Essential background information is, that all countries giving development
aid promised in 1970 (I think in the context of the Organization for
Economic Cooperation and Development) to raise their so-called Official
Development Aid (which is measured with uniform criteria that were agreed on
also) to 0,7% of their Gross National Product. Comparable promises have been
repeated at every international conference on the subject since. The General
Assembly of the United Nations of 2000 for instance promised that donor
countries would aim at halving poverty by 2015, basic education for all
children, reduction of mother and child mortality etc. The conference in
Mexico of next week is of vital importance to secure the finances for these
so-called 'Millenium goals'.
There are only 5 countries now who kept their 1970 promise: Denmark 1,06%,
the Netherlands 0,82%, Sweden 0,81%, Norway 0,8% and Luxembourg 0,7%.
Some other percentages: average for the European Union 0,33%, France 0,33%,
United Kingdom 0,31%, Germany 0,27%, Spain 0,24%, Italy 0,13% and the USA
0,1%.
Exports of technology etc. can't be added to these percentages, because they
are being paid for by the receivers.
(Not from my newspaper but from sources I read in the past:) Direct
investment from firms from rich countries in poor countries (setting up
subsidiaries or joint ventures), which would be a good alternative for
'handing out money', is very limited and decreasing compared to mutual
direct investment between rich countries. The risk of investment in poor
countries is simply too high.
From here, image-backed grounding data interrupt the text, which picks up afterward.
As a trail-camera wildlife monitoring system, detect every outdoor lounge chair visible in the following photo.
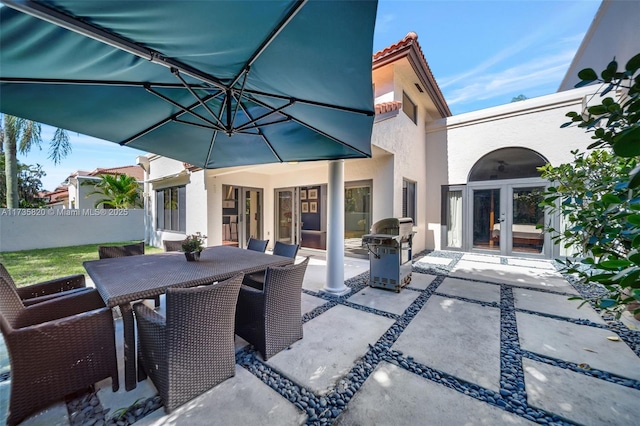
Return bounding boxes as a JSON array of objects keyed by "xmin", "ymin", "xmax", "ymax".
[
  {"xmin": 133, "ymin": 274, "xmax": 243, "ymax": 413},
  {"xmin": 0, "ymin": 262, "xmax": 91, "ymax": 306},
  {"xmin": 163, "ymin": 239, "xmax": 186, "ymax": 252},
  {"xmin": 0, "ymin": 276, "xmax": 119, "ymax": 426},
  {"xmin": 242, "ymin": 241, "xmax": 299, "ymax": 289},
  {"xmin": 98, "ymin": 242, "xmax": 160, "ymax": 307},
  {"xmin": 246, "ymin": 237, "xmax": 269, "ymax": 253},
  {"xmin": 235, "ymin": 257, "xmax": 309, "ymax": 360}
]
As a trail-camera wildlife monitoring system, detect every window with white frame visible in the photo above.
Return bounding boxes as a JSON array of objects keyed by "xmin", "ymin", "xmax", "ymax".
[
  {"xmin": 156, "ymin": 186, "xmax": 186, "ymax": 232},
  {"xmin": 402, "ymin": 91, "xmax": 417, "ymax": 124},
  {"xmin": 402, "ymin": 179, "xmax": 416, "ymax": 222}
]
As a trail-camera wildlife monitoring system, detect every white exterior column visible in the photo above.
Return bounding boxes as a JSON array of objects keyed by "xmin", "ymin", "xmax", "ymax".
[{"xmin": 322, "ymin": 160, "xmax": 350, "ymax": 296}]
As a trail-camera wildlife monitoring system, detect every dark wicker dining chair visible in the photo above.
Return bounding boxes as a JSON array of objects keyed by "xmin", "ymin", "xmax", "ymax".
[
  {"xmin": 235, "ymin": 257, "xmax": 309, "ymax": 360},
  {"xmin": 0, "ymin": 262, "xmax": 91, "ymax": 306},
  {"xmin": 243, "ymin": 241, "xmax": 300, "ymax": 289},
  {"xmin": 98, "ymin": 241, "xmax": 145, "ymax": 259},
  {"xmin": 163, "ymin": 239, "xmax": 186, "ymax": 252},
  {"xmin": 246, "ymin": 237, "xmax": 269, "ymax": 253},
  {"xmin": 133, "ymin": 274, "xmax": 243, "ymax": 413},
  {"xmin": 98, "ymin": 241, "xmax": 160, "ymax": 307},
  {"xmin": 0, "ymin": 276, "xmax": 119, "ymax": 426}
]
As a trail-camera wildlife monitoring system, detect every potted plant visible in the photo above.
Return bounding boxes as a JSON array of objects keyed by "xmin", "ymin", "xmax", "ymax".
[{"xmin": 181, "ymin": 232, "xmax": 207, "ymax": 261}]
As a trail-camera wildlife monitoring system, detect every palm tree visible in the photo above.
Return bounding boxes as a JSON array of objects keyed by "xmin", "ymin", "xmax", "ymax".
[
  {"xmin": 84, "ymin": 174, "xmax": 143, "ymax": 209},
  {"xmin": 1, "ymin": 114, "xmax": 70, "ymax": 207}
]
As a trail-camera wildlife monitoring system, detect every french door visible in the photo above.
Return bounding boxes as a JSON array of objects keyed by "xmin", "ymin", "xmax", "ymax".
[
  {"xmin": 468, "ymin": 180, "xmax": 549, "ymax": 257},
  {"xmin": 221, "ymin": 185, "xmax": 264, "ymax": 248},
  {"xmin": 275, "ymin": 187, "xmax": 300, "ymax": 245}
]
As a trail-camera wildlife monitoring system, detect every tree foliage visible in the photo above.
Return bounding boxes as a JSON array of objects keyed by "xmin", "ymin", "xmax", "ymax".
[
  {"xmin": 1, "ymin": 114, "xmax": 71, "ymax": 208},
  {"xmin": 84, "ymin": 174, "xmax": 143, "ymax": 209},
  {"xmin": 540, "ymin": 52, "xmax": 640, "ymax": 318},
  {"xmin": 0, "ymin": 153, "xmax": 47, "ymax": 208},
  {"xmin": 511, "ymin": 94, "xmax": 528, "ymax": 102}
]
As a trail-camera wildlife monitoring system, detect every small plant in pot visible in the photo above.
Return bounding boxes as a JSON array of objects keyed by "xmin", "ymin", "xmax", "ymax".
[{"xmin": 182, "ymin": 232, "xmax": 207, "ymax": 261}]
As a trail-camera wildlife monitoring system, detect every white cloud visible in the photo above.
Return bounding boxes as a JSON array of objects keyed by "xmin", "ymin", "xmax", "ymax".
[{"xmin": 445, "ymin": 49, "xmax": 577, "ymax": 108}]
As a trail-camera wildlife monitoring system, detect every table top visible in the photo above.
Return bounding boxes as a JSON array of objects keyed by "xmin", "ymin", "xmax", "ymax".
[{"xmin": 84, "ymin": 245, "xmax": 293, "ymax": 307}]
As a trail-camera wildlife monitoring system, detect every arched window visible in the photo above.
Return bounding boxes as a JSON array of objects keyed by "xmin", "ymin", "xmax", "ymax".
[{"xmin": 468, "ymin": 147, "xmax": 548, "ymax": 181}]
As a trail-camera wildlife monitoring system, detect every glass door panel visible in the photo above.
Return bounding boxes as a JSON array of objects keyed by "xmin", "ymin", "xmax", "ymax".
[
  {"xmin": 511, "ymin": 187, "xmax": 544, "ymax": 254},
  {"xmin": 344, "ymin": 184, "xmax": 371, "ymax": 256},
  {"xmin": 242, "ymin": 188, "xmax": 263, "ymax": 246},
  {"xmin": 472, "ymin": 188, "xmax": 501, "ymax": 251},
  {"xmin": 275, "ymin": 188, "xmax": 294, "ymax": 244},
  {"xmin": 221, "ymin": 185, "xmax": 239, "ymax": 247}
]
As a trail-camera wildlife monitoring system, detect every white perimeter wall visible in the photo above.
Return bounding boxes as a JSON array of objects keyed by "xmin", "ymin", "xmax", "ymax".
[{"xmin": 0, "ymin": 209, "xmax": 144, "ymax": 252}]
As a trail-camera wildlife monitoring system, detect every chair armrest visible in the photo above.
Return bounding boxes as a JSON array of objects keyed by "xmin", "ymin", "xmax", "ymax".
[
  {"xmin": 5, "ymin": 307, "xmax": 115, "ymax": 357},
  {"xmin": 16, "ymin": 274, "xmax": 86, "ymax": 299},
  {"xmin": 22, "ymin": 287, "xmax": 91, "ymax": 307},
  {"xmin": 14, "ymin": 288, "xmax": 106, "ymax": 328},
  {"xmin": 133, "ymin": 302, "xmax": 166, "ymax": 333}
]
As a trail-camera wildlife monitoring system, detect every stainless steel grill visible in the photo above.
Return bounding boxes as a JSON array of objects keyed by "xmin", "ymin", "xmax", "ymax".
[{"xmin": 362, "ymin": 217, "xmax": 415, "ymax": 292}]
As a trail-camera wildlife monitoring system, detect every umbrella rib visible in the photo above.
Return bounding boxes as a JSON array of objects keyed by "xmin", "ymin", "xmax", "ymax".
[
  {"xmin": 145, "ymin": 85, "xmax": 224, "ymax": 131},
  {"xmin": 242, "ymin": 88, "xmax": 374, "ymax": 116},
  {"xmin": 230, "ymin": 0, "xmax": 308, "ymax": 88},
  {"xmin": 234, "ymin": 104, "xmax": 293, "ymax": 133},
  {"xmin": 229, "ymin": 70, "xmax": 250, "ymax": 130},
  {"xmin": 120, "ymin": 92, "xmax": 221, "ymax": 146},
  {"xmin": 173, "ymin": 119, "xmax": 216, "ymax": 131},
  {"xmin": 204, "ymin": 130, "xmax": 217, "ymax": 168},
  {"xmin": 0, "ymin": 77, "xmax": 208, "ymax": 90},
  {"xmin": 235, "ymin": 102, "xmax": 283, "ymax": 163},
  {"xmin": 249, "ymin": 93, "xmax": 370, "ymax": 157},
  {"xmin": 173, "ymin": 70, "xmax": 226, "ymax": 130},
  {"xmin": 3, "ymin": 0, "xmax": 229, "ymax": 92}
]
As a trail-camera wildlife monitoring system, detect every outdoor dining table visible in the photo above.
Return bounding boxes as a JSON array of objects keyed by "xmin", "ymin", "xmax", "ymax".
[{"xmin": 83, "ymin": 245, "xmax": 294, "ymax": 391}]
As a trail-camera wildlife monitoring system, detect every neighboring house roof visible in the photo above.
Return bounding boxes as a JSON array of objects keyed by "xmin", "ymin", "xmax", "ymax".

The companies who take that risk are mainly
those that are dependent on poor countries because essential resources (e.g.
oil) are located there.
A World Bank economist stated publicly yesterday that (according to World
Bank research) development aid is more effective than a lot of people think.
Thanks to development aid people in the receiving countries are healthier
and better educated than 50 years ago.